During a session where I was trying raspberries for the first time in about 20 years, she asked me why I was picking the lighter coloured ones. I explained that the darker ones looked like they had gone off a bit and so I avoided them.
I was persuaded to try a darker berry and to my amazement found that it tasted much nicer than the lighter ones.
Ultimately, I finished the sessions that I had been given with an open mind, a few new items for my diet but I wasn’t cured. I needed to keep trying new things and building on the work we had done in the sessions.
I’m ashamed to say that I failed at that task. Over the next few years, I kept a number of extra items in my roster of safe foods which has led to a slightly more balanced diet but I still shied away from trying new things after a brief attempt at keeping up the momentum we had built.
In truth, it was easier to accept failure than it was to try and succeed on my own.
I ended up being referred to First Steps at the beginning of 2023 and was lucky enough to be able to do some more sessions with them to try and get back on track.
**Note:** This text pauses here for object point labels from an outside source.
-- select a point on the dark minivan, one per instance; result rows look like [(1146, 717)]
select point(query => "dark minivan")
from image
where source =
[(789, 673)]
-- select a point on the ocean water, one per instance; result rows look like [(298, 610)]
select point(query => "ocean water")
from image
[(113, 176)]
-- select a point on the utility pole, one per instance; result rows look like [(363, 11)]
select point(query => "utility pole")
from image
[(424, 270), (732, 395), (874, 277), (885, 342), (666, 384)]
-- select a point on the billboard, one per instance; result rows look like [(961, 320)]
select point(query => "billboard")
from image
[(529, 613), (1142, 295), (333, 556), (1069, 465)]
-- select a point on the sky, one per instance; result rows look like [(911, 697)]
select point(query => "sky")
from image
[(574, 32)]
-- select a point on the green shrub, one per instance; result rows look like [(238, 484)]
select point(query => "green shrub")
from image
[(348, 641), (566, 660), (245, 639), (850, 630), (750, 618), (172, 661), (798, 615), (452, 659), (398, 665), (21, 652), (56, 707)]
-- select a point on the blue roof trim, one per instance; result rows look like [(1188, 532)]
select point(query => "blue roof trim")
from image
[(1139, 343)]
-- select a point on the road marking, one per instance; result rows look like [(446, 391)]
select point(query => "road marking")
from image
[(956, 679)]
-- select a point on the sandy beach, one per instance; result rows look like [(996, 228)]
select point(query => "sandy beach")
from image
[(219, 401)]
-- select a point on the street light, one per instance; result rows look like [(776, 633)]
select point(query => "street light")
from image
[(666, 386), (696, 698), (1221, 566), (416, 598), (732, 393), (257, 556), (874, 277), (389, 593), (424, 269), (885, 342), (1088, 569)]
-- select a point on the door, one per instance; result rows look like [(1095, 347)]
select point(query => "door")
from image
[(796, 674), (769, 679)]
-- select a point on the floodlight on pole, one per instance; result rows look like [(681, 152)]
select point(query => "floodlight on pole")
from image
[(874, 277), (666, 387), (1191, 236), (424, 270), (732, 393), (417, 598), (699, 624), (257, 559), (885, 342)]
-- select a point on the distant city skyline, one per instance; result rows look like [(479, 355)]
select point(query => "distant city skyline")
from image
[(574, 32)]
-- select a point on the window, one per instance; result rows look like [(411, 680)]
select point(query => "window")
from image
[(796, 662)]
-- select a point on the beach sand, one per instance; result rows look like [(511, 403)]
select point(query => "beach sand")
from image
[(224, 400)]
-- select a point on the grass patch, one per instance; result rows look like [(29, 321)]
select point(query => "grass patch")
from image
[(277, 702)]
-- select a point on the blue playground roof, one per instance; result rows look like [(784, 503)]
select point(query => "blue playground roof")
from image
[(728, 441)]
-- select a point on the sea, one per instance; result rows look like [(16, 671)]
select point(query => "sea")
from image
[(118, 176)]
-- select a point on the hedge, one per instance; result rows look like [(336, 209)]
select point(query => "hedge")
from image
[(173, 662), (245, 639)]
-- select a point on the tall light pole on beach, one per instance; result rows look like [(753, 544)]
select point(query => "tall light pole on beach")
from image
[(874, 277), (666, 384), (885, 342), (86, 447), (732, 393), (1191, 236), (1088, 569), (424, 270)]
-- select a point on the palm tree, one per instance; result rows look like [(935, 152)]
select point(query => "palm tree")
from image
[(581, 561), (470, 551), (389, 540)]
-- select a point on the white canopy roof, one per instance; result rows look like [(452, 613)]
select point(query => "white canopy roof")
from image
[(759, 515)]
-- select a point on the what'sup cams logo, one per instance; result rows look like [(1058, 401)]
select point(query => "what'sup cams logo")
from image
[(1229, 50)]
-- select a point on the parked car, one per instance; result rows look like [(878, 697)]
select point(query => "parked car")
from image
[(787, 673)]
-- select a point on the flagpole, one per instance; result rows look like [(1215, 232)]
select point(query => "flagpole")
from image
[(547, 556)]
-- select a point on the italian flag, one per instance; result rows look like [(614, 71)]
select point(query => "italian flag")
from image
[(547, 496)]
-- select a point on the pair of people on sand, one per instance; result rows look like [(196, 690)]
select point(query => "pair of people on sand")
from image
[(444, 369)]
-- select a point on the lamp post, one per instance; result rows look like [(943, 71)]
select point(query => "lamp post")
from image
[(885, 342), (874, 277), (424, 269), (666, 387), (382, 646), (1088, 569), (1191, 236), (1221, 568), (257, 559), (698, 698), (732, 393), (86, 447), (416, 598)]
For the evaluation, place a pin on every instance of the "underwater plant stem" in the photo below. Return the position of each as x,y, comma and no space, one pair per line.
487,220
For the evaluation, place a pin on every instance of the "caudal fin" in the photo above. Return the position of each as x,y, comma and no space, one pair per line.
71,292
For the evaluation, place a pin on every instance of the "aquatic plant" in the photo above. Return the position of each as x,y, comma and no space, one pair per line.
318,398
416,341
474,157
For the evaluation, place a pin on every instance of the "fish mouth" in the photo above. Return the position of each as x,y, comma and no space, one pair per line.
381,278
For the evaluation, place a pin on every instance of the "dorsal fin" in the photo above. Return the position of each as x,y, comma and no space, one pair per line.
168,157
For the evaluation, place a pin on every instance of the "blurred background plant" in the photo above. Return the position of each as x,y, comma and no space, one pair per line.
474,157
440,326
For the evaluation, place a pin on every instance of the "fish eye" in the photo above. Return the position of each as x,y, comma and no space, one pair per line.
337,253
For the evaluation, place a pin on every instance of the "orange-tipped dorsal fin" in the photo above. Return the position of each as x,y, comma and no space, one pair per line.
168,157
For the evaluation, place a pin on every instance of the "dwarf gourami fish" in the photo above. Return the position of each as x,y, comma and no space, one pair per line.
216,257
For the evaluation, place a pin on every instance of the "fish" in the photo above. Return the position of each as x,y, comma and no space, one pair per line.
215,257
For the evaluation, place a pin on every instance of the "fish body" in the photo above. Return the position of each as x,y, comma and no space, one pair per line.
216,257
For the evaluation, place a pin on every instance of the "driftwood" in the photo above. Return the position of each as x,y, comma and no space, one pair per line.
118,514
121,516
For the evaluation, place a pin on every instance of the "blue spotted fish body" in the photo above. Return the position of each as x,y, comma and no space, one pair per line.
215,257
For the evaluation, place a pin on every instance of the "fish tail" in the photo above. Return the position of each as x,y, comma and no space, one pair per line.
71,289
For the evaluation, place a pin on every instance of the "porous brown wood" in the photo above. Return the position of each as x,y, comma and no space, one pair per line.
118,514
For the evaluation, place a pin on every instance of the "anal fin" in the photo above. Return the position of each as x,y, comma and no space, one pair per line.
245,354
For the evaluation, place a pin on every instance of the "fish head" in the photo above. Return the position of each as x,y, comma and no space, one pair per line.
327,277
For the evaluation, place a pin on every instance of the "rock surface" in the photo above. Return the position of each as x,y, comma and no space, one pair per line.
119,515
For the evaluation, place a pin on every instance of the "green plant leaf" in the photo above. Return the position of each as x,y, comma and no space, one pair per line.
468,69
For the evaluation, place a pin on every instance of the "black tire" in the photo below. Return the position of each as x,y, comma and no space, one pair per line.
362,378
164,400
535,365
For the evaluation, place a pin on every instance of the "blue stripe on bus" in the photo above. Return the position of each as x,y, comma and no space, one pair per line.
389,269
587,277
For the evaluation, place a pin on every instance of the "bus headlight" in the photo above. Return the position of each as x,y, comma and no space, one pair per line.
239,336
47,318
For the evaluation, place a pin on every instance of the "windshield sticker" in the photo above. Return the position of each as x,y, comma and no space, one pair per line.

The sensation of my mouth drying up and not being able to swallow when chewing something new remains sometimes but I feel like I am making progress again. I am optimistic for the future.
So, here I am at 35 years old. Still fighting against something that has blighted my life since I was a toddler.
Except, I am now a father of two young girls and my eldest (Almost three!) is beginning to notice that I don’t eat the same meals as her. I am terrified every time my two year old announces she doesn’t like something on her plate that this is her first step on the same journey.
ARFID is crap. There’s no two ways about it. But you can get better if you want to.
It might not be getting better in the sense of being able to eat everything that your partner or friends eat but with a small amount of determination and the right help, you can get levels above where you are now.
I wish anybody reading this blog, all the best will in the world to find the courage to ask for help and start their own journey to recovery!